Dane lo condujo por una intrincada ruta hasta que salieron del laberinto de ladrillo. Estaban junto a un parque, la única presencia humana en la calle. Frente al perfil de una arboleda, Dane abrió un coche y empujó a Billy dentro.

Billy cayó en la cuenta de que llevaba una barba de sangre. Tenía la camisa manchada. En algún momento, el maltrato nocturno le había partido el labio. Goteaba.

—Mierda —musitó—. Mierda, lo siento, yo…

—Uno de sus cabezas huecas —dijo Dane—. Ponte el cinturón.

Algo repugnante, salido de un canalón de la tapia que había al otro lado de la calle desierta, se coló en el coche. La ardilla, que se acurrucó debajo del asiento. Billy se la quedó mirando.

—Shtum —dijo Dane. Arrancó y se puso a conducir, rápido—. De no haber sido por esta condenada comenueces no te habría encontrado. Se subió al coche de Goss.

Doblaron una esquina que daba a una calle alumbrada, llegaron a una zona donde había gente de compras, y borrachos en bares de copas y salones recreativos. A Billy le entraron ganas de llorar al verlos. Era como rajar un menisco, como si por fin estuviera inmerso en una noche real. Dane le pasó un pañuelo de papel.

—Límpiate la boca.

—Leon…

—Límpiate la sangre. No queremos que nos paren.

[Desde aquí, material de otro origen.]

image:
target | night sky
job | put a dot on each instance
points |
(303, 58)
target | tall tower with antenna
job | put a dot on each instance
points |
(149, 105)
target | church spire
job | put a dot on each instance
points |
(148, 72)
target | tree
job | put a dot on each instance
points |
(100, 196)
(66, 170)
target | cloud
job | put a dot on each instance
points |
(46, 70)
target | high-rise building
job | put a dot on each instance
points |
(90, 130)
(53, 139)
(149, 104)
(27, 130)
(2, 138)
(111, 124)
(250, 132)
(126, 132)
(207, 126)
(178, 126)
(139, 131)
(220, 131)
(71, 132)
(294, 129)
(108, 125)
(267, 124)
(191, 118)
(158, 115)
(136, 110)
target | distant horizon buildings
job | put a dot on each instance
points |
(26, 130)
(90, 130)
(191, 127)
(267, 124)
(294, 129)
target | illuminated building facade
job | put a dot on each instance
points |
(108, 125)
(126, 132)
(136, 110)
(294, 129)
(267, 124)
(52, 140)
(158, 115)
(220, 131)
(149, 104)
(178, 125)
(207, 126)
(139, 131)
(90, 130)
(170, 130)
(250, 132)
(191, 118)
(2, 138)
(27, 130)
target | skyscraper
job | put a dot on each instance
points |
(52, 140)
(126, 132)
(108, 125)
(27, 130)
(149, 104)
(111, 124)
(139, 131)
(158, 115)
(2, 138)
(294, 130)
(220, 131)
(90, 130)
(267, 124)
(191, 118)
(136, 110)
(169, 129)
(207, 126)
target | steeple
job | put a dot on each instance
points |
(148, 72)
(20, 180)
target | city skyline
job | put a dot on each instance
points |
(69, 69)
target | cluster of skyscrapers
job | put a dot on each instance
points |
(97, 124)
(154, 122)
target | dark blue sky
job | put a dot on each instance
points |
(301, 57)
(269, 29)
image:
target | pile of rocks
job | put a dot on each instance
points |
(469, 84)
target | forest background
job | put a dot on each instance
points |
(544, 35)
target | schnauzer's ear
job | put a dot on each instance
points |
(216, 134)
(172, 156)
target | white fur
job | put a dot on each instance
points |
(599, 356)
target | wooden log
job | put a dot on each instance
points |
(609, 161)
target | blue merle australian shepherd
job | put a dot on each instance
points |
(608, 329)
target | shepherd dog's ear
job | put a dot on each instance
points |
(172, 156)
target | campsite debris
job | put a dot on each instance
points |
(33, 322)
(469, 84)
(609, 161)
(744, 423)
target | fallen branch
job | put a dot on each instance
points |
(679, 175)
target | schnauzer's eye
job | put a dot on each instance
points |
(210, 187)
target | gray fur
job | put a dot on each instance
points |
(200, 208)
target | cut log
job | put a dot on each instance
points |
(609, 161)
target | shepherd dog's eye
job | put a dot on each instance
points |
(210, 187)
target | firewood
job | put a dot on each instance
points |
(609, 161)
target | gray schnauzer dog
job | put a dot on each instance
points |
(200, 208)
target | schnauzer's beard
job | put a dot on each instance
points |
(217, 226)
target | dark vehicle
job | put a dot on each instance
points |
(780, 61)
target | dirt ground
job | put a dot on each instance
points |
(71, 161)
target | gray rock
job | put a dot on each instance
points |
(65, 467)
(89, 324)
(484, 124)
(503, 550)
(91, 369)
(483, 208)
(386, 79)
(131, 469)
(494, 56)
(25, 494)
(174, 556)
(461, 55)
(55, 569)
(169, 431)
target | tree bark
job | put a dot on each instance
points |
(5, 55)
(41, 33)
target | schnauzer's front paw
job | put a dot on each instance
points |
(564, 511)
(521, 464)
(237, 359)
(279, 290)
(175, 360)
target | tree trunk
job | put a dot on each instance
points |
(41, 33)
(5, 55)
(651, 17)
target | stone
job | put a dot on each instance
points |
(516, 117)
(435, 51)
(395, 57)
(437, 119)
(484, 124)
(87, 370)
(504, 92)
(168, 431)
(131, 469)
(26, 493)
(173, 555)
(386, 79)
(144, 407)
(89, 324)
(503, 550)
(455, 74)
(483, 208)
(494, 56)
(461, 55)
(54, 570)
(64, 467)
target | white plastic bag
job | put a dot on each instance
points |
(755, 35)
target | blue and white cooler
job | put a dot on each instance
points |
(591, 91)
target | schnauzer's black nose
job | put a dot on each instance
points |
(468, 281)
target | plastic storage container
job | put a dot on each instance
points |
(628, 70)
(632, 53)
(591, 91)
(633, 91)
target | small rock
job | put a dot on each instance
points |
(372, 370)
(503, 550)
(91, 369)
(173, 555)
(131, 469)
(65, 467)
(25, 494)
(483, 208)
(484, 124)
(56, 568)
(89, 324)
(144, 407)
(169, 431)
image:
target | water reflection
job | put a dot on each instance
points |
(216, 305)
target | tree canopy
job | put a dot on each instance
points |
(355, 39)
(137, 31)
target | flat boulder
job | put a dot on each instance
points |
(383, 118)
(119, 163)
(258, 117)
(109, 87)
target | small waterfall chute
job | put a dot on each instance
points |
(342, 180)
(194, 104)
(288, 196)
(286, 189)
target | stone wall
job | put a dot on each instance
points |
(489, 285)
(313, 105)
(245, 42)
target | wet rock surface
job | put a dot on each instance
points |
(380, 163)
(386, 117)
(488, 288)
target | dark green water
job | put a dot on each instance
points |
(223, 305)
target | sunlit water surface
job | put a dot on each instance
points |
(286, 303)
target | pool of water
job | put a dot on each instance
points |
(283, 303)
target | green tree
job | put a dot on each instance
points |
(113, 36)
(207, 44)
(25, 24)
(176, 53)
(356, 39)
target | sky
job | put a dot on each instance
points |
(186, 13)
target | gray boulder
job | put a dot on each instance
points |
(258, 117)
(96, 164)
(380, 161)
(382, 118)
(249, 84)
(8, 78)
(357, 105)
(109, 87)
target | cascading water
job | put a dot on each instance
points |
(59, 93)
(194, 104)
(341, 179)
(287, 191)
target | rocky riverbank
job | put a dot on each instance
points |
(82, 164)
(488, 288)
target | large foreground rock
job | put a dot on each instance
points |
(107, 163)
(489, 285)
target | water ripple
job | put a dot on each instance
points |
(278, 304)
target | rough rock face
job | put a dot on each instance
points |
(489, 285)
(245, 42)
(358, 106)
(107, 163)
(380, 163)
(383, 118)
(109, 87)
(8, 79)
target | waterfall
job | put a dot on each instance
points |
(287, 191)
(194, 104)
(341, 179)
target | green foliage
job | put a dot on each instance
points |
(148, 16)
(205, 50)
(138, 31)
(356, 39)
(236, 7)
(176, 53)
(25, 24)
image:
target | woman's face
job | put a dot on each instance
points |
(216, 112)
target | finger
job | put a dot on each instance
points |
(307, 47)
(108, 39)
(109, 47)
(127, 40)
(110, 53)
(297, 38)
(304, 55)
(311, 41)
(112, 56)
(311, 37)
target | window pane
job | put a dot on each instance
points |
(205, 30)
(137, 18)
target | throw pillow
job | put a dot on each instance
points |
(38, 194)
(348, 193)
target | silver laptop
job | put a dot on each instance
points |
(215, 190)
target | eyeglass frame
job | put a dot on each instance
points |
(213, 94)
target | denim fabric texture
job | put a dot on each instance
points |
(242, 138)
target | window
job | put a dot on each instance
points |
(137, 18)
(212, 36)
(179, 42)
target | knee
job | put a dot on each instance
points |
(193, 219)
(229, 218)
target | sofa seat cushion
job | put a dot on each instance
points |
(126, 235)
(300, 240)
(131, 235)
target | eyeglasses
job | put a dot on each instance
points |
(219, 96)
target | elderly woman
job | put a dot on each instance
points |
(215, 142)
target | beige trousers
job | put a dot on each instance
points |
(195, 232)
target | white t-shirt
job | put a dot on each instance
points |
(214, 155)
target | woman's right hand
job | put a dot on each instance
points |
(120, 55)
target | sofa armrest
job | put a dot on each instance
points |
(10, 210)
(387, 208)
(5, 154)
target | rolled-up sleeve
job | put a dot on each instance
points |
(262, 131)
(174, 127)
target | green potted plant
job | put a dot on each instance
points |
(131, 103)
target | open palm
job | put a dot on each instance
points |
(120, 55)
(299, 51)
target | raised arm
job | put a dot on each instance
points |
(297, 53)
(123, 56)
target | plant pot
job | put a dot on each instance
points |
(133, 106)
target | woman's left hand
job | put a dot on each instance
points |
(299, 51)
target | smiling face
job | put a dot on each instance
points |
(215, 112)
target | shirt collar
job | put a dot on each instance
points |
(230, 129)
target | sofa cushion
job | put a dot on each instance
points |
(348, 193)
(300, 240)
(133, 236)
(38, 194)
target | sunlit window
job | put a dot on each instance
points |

—Tenemos que pararnos, tenemos que ir a la policía… —

¿En serio?, pensó Billy al mismo tiempo que decía aquello.

Tú ya no estás ahí.

—No —dijo Dane, como si estuviera oyendo aquel monólogo—. No vamos a ir.

Ya lo sabes, ¿verdad?

—Nos vamos a limitar a conducir. Límpiate la boca. Te voy a sacar de aquí.

Billy contempló un plano de Londres que no reconoció más que si fueran las calles de Trípoli.